«LES JUGES N’ONT PAS A ACCORDER DES FAVEURS A DEBY, S'IL DOIT COMPARAITRE, JE NE VOIS PAS POURQUOI IL NE LE FERAIT PAS»
JACQUELINE MOUDEINA, COORDINATRICE DU COLLECTIF DES AVOCATS DES «VICTIMES» DE HABRE
NDJAMENA, Tchad – Jacqueline Moudeïna, Coordonnatrice du collectif des avocats des «victimes» de Habré, jette des piques à l'Etat tchadien, dans un entretien qu'elle nous a accordé. A son avis, si le régime actuel souhaite qu’on juge Habré, il faut qu’il accepte de jouer le jeu. «Que l’Etat tchadien, qui clame tout haut, qu’il veut le jugement de Habré, se mette dans la position d’offrir le jugement de Habré.
L’Etat a signé un accord de coopération judiciaire avec le Sénégal, il est tenu par l’accord de cette coopération. Je ne vois pas pourquoi cet Etat - qui a pris l’engagement de cette coopération judiciaire avec le Sénégal – vienne encore créer des impacts, pour que les juges ne puissent pas arriver à faire leur travail dans la sérénité», martèle Jacqueline Moudeïna.
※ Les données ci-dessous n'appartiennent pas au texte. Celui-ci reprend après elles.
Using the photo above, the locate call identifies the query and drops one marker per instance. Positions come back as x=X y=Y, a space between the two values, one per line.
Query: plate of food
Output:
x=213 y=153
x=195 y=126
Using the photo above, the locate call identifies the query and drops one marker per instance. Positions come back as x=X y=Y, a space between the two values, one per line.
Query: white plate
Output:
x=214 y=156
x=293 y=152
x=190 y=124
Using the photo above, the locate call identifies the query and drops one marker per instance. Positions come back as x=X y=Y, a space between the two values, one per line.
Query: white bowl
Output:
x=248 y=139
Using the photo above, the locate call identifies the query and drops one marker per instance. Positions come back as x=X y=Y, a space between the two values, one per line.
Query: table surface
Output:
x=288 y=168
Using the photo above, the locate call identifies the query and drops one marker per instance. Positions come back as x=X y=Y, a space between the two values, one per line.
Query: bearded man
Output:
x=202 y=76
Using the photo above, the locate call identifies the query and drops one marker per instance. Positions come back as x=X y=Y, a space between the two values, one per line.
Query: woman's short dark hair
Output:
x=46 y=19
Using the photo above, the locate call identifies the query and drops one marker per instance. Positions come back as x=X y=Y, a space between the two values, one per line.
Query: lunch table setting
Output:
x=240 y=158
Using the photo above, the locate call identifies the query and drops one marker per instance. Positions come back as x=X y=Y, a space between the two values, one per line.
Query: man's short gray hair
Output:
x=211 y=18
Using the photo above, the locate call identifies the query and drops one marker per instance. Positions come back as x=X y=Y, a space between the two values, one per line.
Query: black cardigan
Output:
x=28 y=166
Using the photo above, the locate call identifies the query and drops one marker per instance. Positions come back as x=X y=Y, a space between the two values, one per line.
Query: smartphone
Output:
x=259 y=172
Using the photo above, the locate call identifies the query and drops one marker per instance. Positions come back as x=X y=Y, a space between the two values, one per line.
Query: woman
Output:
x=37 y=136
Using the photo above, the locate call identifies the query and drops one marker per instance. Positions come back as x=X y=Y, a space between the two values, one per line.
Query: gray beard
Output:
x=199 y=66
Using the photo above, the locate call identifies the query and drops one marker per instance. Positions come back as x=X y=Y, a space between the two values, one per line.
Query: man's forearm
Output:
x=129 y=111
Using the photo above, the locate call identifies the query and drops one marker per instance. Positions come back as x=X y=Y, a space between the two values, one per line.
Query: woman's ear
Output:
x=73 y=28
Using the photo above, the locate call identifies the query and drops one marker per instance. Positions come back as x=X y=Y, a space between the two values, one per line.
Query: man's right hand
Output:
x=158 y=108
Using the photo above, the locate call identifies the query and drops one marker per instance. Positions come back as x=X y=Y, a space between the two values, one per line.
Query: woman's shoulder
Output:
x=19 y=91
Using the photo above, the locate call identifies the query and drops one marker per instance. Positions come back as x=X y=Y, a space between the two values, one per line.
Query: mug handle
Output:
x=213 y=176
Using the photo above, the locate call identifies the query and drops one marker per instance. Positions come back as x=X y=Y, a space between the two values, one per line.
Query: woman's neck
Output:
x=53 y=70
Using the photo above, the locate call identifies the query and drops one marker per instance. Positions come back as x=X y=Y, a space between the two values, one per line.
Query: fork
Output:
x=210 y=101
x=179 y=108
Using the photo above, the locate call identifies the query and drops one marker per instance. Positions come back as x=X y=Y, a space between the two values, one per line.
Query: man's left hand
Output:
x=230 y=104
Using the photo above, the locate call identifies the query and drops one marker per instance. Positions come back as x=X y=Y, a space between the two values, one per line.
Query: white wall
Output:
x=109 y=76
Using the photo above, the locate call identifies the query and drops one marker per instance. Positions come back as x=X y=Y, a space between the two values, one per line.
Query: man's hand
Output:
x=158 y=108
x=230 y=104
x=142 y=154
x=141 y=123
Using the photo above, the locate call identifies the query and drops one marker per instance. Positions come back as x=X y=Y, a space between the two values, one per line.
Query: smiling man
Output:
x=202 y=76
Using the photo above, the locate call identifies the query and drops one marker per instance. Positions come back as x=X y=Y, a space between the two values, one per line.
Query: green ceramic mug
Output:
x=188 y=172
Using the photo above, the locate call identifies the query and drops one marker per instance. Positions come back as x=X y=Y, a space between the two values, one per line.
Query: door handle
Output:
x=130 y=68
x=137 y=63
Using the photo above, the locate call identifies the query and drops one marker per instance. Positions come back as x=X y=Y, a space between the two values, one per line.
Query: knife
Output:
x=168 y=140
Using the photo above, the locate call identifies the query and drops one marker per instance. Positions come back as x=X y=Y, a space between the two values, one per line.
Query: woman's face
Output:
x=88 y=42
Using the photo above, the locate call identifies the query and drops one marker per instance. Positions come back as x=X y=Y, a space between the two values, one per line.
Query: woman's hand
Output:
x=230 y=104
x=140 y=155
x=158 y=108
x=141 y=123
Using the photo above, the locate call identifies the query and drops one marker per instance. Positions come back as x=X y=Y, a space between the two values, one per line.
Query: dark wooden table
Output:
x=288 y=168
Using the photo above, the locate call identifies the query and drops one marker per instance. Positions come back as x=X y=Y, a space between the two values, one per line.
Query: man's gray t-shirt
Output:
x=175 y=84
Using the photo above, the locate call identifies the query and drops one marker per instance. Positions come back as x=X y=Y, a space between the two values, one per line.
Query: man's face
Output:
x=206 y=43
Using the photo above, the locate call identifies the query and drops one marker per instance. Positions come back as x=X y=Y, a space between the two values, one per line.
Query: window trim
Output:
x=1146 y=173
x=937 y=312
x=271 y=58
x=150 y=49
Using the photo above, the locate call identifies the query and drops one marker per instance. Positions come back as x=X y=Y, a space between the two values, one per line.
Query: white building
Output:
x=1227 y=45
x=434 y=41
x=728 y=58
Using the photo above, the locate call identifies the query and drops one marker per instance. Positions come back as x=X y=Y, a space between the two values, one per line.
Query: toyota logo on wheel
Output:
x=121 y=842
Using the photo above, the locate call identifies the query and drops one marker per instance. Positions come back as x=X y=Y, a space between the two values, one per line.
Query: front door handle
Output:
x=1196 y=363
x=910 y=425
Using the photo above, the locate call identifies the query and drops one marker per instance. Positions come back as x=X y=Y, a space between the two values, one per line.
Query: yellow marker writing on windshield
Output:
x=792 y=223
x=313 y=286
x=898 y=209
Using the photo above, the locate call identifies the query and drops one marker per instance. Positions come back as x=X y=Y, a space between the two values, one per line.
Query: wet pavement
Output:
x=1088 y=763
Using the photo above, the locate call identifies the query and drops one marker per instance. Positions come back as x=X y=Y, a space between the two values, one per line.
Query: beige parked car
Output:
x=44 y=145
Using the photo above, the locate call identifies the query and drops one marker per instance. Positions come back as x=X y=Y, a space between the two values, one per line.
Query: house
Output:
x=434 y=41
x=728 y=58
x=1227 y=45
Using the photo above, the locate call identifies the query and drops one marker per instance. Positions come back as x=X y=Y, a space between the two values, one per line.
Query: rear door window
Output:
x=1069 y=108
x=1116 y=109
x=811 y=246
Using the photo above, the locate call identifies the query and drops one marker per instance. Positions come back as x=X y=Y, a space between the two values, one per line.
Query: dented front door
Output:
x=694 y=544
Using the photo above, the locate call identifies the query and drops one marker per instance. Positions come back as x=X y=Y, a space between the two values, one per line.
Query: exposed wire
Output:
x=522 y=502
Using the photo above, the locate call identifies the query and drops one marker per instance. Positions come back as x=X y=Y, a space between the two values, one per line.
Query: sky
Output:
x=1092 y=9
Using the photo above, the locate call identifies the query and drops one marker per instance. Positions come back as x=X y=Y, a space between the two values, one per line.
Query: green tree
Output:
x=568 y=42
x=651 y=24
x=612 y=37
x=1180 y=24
Elle souligne aussi que «les juges n’ont pas à accorder des faveurs au président de la République». «Si le président de la République doit être appelé à comparaître, je ne vois pas pourquoi il ne le ferait pas», précise l’avocate. Avant de souligner : «Nous estimons que le drame qui s’est passé sous Hissène Habré ne méritait pas qu’on s’attaque à la seule personne de Habré. C’est tout le régime Habré qui doit être jugé. Nous pensons que tout le régime doit être jugé. Des tortionnaires, des complices de Habré, occupent présentement des postes de haute responsabilité».
Jacqueline Moudeïna déclare également n’avoir pas compris la volonté de son gouvernement de se constituer partie civile. «L’Etat tchadien, quand il demandait à récupérer l’avion et le téléphone satellite, pourquoi n’avait-il pas déposé une requête en récupération ou en recouvrement de l’argent qui a été emporté par Hissène Habré ?», s’est interrogée Mme Moudeïna. Et d’ajouter : «Pourquoi le Tchad n’a pas cherché à retrouver l’argent volé. C’est maintenant, quand notre dossier a avancé, que le Tchad surgit, pour dire : 'Nous avons subi un préjudice économique, et Habré a pillé». «Aujourd’hui, les gens tentent de nous arracher nos actions, de dire que l’affaire Habré est un dossier de l’Union africaine. Ce n’est pas un dossier de l’Union africaine. Elle n’a jamais pris l’initiative de poursuivre Habré. C’est notre dossier, qu’on le reconnaît ou pas, on s’en fout», fulmine l'avocate, très remontée contre les autorités tchadiennes.